Visiting writer: Bill Fisher

As part of our Visiting Writer’s Program, Bill Fisher, an English instructor at Miami, joined us in mid-November to teach the upper unit and the intermediate unit some creative writing techniques.

Fisher had the upper unit read My Papa’s Waltz, a poem by Theodore Rothke. He asked them to first read the poem literally and think like a journalist, considering the who, what, why, when and where.

Then he asked them to consider the structure of the poem, explaining how the rhythm of a piece, based on such things as the number of syllables and rhymes, can affect its mood.
“The easy rhyme scheme of this poem helps pull you through faster and it all underpins the feeling Rothke wants to get across,” Fisher said.

Finally, he talked about how good poems almost always have a sense of ambivalence, forcing the reader to think more than one way about the possible meaning. In this piece, Fisher said, some might see child abuse, others might see a loving father.

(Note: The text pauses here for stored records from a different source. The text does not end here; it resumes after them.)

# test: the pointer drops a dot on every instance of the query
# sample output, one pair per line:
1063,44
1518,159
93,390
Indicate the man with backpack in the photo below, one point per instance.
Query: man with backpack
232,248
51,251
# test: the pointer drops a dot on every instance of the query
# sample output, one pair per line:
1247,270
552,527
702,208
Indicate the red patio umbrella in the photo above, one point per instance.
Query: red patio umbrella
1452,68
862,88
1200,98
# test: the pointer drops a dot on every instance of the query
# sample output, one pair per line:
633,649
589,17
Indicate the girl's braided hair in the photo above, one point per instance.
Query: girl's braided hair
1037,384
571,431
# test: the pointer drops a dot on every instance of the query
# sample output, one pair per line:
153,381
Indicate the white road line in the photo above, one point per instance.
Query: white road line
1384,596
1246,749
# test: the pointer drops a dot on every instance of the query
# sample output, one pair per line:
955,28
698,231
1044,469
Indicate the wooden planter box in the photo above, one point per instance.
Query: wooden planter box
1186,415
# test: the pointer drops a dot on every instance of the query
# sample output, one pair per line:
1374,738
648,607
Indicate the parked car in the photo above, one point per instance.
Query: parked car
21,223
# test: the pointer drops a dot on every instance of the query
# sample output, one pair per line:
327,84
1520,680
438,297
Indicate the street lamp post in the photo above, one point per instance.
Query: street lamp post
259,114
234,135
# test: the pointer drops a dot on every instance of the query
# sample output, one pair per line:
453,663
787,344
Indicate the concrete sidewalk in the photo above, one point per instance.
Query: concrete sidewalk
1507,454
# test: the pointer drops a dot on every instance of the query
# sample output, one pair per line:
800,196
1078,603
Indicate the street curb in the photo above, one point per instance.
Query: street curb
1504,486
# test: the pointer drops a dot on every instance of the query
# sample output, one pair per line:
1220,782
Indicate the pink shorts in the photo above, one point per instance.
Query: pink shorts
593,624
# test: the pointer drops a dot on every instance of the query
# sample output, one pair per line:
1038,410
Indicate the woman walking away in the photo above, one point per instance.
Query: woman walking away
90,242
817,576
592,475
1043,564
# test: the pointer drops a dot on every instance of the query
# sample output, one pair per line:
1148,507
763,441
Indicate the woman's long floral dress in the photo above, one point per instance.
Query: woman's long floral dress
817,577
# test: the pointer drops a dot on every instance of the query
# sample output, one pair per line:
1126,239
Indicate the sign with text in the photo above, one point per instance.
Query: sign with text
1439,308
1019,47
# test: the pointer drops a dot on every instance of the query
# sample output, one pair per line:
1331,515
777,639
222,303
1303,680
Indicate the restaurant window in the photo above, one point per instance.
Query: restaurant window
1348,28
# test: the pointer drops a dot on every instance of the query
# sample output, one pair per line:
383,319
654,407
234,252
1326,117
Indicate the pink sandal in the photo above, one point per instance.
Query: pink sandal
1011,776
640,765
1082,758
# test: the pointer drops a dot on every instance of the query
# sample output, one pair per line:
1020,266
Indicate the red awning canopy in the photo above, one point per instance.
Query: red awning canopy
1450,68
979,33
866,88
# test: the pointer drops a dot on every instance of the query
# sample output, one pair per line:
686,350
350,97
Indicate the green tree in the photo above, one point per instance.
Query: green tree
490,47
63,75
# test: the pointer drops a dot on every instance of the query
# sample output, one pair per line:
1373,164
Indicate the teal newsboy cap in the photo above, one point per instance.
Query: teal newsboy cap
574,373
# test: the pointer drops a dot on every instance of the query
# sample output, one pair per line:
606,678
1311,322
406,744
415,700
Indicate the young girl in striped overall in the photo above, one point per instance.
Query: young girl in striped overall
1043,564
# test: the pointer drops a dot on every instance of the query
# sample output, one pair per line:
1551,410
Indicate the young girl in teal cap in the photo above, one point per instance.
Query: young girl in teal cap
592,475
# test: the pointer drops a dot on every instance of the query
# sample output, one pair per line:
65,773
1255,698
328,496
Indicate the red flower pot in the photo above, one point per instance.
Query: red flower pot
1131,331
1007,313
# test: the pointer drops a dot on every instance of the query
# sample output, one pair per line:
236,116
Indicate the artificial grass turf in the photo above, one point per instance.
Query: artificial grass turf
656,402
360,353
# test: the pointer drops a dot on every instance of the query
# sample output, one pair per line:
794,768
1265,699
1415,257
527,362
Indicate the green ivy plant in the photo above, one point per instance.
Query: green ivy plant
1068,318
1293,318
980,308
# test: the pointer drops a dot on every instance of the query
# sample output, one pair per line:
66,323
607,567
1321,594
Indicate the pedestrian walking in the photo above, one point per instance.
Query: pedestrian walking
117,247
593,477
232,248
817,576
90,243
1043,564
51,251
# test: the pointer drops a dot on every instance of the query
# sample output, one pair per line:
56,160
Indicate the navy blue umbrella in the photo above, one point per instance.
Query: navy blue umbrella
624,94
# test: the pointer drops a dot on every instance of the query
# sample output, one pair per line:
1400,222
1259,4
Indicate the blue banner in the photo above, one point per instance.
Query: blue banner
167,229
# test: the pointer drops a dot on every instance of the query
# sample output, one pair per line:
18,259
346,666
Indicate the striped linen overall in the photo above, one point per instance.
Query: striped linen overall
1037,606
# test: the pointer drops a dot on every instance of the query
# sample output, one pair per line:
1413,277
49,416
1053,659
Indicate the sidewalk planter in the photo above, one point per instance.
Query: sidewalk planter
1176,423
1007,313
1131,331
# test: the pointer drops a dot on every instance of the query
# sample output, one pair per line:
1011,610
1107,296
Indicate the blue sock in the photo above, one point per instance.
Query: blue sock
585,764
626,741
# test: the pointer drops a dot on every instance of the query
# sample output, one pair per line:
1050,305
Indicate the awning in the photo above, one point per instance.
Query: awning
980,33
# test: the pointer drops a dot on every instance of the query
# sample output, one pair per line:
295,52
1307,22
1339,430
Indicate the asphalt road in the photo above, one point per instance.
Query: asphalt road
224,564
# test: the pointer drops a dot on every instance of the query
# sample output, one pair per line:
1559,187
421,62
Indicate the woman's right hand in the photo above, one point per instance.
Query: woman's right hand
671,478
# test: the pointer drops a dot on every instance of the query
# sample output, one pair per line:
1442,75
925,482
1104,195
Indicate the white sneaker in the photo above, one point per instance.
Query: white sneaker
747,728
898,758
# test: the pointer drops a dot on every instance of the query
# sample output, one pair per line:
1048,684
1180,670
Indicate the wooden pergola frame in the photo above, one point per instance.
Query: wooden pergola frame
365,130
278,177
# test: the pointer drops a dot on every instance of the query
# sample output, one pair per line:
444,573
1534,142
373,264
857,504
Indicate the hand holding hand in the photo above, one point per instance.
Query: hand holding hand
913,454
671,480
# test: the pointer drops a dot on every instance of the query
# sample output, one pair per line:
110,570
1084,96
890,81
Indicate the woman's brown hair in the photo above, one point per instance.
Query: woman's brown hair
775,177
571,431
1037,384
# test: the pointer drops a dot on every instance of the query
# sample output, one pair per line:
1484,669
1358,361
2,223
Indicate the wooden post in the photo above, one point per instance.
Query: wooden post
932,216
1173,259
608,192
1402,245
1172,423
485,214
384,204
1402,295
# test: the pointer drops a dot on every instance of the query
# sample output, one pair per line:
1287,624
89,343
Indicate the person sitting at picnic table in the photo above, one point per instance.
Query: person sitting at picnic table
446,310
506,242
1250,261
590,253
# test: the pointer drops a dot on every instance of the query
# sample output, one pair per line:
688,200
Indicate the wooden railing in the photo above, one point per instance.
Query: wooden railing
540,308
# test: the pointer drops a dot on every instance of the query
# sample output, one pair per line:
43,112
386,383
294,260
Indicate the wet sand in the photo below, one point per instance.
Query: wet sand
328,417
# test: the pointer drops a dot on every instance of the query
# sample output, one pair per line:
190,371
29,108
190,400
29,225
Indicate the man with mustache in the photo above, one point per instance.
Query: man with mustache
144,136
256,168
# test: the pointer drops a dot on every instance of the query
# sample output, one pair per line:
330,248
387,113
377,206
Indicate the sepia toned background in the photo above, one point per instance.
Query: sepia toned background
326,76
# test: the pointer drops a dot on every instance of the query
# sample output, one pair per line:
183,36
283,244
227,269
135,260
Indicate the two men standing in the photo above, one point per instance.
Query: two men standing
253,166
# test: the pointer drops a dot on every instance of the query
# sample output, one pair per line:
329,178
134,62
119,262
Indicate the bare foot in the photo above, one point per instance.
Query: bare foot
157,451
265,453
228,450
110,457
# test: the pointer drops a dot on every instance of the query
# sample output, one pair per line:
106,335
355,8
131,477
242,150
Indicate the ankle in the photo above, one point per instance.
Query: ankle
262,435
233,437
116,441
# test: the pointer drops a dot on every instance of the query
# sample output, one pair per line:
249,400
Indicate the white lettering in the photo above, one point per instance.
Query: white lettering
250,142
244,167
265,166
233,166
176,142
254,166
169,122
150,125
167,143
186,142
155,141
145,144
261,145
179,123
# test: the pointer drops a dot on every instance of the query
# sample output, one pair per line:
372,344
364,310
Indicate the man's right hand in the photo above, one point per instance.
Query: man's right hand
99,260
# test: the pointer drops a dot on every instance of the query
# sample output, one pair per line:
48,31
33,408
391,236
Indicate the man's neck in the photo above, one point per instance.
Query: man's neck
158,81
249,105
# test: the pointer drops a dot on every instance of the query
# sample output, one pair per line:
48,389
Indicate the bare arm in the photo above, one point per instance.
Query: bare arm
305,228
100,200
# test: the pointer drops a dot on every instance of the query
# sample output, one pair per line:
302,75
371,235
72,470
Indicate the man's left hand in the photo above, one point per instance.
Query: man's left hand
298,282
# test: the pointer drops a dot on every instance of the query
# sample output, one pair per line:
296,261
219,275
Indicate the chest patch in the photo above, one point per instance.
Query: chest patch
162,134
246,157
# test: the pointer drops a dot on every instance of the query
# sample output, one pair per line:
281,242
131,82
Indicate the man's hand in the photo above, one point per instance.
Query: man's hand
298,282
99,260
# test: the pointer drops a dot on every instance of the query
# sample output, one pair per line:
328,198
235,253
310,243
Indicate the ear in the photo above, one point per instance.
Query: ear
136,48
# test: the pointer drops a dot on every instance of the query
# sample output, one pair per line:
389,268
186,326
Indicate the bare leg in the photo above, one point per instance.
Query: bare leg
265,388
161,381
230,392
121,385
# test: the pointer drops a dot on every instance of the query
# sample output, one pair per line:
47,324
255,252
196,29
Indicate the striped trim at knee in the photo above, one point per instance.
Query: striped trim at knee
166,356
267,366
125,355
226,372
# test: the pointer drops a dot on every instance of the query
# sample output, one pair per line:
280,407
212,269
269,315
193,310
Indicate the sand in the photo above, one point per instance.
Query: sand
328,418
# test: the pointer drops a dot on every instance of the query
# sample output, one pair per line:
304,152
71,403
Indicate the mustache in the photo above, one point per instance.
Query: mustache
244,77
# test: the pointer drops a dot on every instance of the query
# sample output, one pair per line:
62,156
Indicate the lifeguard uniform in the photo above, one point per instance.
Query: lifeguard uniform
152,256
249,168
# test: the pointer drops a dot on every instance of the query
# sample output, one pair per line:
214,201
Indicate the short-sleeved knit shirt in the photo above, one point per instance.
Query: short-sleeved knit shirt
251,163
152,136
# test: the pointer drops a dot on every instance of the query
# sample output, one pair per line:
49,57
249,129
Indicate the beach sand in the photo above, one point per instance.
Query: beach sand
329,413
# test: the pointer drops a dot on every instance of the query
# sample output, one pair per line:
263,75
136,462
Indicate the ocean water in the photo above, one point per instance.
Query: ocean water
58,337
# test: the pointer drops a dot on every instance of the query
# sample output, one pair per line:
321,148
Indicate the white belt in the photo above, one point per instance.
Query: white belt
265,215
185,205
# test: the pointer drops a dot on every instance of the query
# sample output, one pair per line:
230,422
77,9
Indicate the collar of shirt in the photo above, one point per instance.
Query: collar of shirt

My Papa’s Waltz by Theodore Rothke

The whiskey on your breath
Could make a small boy dizzy;
But I hung on like death:
Such waltzing was not easy.

We romped until the pans
Slid from the kitchen shelf;
My mother’s countenance
Could not unfrown itself.

The hand that held my wrist
Was battered on one knuckle;
At every step you missed
My right ear scraped a buckle.

You beat time on my head
With a palm caked hard by dirt,
Then waltzed me off to bed
Still clinging to your shirt.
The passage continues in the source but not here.